Jonás no se hizo esperar.
-Doctor- nunca lo tuteaba ni lo llamaba por su nombre,
aunque contaba con suficiente aprecio y confianza para hacerlo-, no creo para
nada que su preocupación e interés en este caso se deba a la senilidad o al
ocio. Todo lo contrario, pero me explicaré por partes, siguiendo el hilo de sus
palabras y el orden de cuanto ha dicho.
-No espero menos de ti, Jonás- comenzaba a sentirse
reconfortado.
-Ya usted lo dijo, lo de Isnardo Salas fue un hecho
público y notable, y si cayó en el olvido o, mejor dicho, si se le echó tierra
y no se habló de ello, da mucho que pensar. Apenas usted me adelantó algunos
detalles en el estacionamiento, recordé una conversación que, por casualidad,
escuché en un pasillo del Palacio de Justicia. Yo estaba a un lado de la puerta
del tribunal segundo mercantil revisando unos papeles personales, al tiempo que
trataba de comunicarme por el celular con un cliente, y a pocos pasos de mí
estaba mi amigo penalista Cristóbal
Muguerza conversando con dos funcionarios de la policía científica, y vale
decir que no había pasado mucho tiempo de lo de Isnardo Salas, y él dijo:
definitivamente una locura lo del diputado.
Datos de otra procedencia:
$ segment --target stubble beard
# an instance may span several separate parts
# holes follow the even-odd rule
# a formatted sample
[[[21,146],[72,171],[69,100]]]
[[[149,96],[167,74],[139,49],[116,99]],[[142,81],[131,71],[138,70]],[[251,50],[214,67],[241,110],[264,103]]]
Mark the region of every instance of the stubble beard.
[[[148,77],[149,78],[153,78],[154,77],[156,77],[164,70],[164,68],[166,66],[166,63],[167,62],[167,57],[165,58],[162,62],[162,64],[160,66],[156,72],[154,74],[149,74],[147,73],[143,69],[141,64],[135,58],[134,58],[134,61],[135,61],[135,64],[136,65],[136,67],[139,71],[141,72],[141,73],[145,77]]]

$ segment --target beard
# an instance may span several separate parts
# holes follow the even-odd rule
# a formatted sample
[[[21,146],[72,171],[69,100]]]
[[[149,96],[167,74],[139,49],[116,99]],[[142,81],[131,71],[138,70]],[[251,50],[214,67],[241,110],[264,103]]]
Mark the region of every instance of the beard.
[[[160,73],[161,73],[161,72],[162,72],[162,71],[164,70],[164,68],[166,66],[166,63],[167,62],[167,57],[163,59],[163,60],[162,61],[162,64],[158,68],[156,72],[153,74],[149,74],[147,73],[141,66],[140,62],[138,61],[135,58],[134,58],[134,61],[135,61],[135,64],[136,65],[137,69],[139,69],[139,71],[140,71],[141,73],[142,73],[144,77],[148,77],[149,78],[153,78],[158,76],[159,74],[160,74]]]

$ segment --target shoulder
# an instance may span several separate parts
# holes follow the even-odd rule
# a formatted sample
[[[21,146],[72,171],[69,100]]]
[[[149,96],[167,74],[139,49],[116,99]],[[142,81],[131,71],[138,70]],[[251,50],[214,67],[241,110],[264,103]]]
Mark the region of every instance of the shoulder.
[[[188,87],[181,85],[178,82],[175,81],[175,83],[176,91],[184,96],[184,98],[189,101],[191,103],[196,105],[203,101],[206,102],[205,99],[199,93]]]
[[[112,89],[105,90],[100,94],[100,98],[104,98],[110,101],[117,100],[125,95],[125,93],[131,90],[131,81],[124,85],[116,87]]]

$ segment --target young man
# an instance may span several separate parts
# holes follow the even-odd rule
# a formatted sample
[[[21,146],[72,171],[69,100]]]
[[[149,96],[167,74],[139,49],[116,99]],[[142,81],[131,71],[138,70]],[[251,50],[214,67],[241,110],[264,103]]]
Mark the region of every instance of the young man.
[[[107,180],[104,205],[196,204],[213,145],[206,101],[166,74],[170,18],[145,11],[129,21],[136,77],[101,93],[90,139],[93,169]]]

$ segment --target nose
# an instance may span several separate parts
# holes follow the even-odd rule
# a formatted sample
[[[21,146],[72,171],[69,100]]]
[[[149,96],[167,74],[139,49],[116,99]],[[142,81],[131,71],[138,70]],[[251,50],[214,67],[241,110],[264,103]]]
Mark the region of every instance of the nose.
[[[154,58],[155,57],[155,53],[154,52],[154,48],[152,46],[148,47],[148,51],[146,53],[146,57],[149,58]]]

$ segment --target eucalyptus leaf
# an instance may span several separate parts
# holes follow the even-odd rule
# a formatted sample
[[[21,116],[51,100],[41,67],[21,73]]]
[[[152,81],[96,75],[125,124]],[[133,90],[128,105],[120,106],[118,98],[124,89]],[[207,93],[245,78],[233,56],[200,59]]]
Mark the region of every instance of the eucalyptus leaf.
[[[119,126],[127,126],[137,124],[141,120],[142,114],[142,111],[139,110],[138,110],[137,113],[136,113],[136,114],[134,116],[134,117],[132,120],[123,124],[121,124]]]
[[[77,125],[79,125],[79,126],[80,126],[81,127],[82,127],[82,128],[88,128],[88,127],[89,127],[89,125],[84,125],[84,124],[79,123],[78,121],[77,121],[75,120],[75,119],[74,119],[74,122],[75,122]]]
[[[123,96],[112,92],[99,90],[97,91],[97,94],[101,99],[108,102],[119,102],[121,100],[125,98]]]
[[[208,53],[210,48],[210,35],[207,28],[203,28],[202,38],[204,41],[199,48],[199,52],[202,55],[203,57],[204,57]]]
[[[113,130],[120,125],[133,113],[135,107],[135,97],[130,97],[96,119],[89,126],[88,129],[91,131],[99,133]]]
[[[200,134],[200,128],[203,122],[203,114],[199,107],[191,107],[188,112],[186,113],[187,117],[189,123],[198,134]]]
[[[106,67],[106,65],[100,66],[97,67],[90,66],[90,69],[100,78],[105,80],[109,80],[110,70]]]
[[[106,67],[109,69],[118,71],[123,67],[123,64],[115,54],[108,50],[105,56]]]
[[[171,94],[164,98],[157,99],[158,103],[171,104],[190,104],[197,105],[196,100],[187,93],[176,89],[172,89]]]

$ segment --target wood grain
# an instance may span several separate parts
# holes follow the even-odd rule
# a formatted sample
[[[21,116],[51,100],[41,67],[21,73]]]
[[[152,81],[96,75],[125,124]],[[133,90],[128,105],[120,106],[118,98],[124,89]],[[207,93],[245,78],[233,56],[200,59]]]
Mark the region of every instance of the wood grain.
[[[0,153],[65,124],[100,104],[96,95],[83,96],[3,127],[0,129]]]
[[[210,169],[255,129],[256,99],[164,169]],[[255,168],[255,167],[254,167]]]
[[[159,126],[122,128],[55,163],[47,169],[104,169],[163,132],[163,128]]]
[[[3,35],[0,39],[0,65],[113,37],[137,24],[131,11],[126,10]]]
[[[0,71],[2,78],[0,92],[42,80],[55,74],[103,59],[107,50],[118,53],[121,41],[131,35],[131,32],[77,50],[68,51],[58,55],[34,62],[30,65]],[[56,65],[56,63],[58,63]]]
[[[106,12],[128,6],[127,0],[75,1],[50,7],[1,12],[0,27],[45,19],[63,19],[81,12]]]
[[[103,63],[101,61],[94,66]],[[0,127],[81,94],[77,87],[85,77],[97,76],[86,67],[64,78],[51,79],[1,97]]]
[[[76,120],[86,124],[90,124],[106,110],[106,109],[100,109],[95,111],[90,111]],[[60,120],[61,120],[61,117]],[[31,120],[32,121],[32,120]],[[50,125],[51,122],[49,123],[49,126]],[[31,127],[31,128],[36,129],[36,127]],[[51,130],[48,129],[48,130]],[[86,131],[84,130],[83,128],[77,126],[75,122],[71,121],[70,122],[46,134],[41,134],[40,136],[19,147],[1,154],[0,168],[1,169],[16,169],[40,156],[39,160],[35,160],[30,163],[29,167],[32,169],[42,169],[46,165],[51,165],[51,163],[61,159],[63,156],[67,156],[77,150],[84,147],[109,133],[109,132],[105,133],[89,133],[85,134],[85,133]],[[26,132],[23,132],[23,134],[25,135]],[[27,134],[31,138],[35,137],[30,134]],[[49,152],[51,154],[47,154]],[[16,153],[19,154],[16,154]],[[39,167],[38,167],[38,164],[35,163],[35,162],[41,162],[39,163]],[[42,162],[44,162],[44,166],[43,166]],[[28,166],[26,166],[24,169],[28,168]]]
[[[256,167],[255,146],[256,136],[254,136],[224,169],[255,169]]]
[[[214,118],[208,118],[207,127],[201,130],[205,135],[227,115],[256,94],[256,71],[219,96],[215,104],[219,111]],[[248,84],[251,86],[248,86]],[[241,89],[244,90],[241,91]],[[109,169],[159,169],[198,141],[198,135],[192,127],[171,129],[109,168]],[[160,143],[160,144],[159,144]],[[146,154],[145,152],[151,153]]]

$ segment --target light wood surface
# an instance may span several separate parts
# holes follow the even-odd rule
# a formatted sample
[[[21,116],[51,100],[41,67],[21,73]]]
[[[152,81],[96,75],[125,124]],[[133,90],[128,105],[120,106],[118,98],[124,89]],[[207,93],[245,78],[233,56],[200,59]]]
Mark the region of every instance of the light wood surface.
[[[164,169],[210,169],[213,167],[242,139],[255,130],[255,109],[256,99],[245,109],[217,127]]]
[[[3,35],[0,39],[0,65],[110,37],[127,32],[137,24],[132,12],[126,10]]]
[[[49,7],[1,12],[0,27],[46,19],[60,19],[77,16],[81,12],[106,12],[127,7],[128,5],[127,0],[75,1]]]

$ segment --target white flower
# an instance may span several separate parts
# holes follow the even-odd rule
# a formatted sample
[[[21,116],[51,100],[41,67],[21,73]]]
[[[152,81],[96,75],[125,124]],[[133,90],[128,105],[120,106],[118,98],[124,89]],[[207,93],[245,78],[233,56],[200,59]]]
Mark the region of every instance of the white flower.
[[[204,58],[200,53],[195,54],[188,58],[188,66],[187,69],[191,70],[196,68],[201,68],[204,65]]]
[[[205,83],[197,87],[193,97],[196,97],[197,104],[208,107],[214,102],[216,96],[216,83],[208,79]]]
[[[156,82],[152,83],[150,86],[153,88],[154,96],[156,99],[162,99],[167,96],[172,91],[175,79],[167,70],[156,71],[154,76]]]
Ni tan locura, dijo uno de los
policías, un gordo rojizo y bajito. Y el otro policía, un moreno flaco con cara
de no temblarle el pulso para repartir plomo, dijo, en tono burlón, mucho
prestigio, mucha plata, muchas propiedades y buenas relaciones con los chivos
del partido y empresarios, para nada, de la noche a la mañana mandó todo a la
mierda y con bastante sangre. Y dijo Cristóbal Muguerza: todo se queda aquí y
polvo somos y en polvo nos convertiremos. Y el policía rojizo y bajito y
también con cara de gatillo alegre dijo, con descarada sorna: y hay polvos de
polvos. Y el policía flaco: así es, hay polvos de polvos y unos más caros que
otros. Y los tres rieron a carcajadas. Es todo lo que escuché en ese momento y
hasta ahora pensaba que tres seres insensibles se referían a un hecho trágico
con una broma de sexo vulgar, pero me late, y ya veremos, que se estaban
refiriendo a otra cosa, a asuntos raros allá en Ciudad Zamora. Porque al
contarme lo del periodista se me prendieron otras luces.
“De
él, por cierto, me encargaré de verificar su identidad. Eso no es nada difícil,
porque cuento con gente muy buena para eso y para mucho más. Si él es quien
dice ser y su historia es verdadera, tengan por seguro que lo vigilan y lo
asedian. Eso pasa en este país con más frecuencia de lo que uno se imagina. Y
quiero, doña Luisa y usted, doctor, que no se preocupen más de la cuenta. Hable
cuanto pueda, doctor, con el tal Luis Eugenio Manzo, manteniendo la distancia y
aunque le parezca que está de más decírselo, no le dé los números de sus
teléfonos, casa y celular, y no hable con él en otro lugar que no sea en la plaza o
en algún sitio cercano.
-Sí, eso lo he pensado desde un principio, gracias a mi
natural zamarrería.
Jonás Mata se despidió abrazando a cada uno con cariño
sincero, prometiéndoles noticias prontas sobre lo encomendado. Manuel Jordán lo
acompañó al estacionamiento y, aparte de un nos vemos cuando Jonás puso el carro
en marcha, no cruzaron más palabras.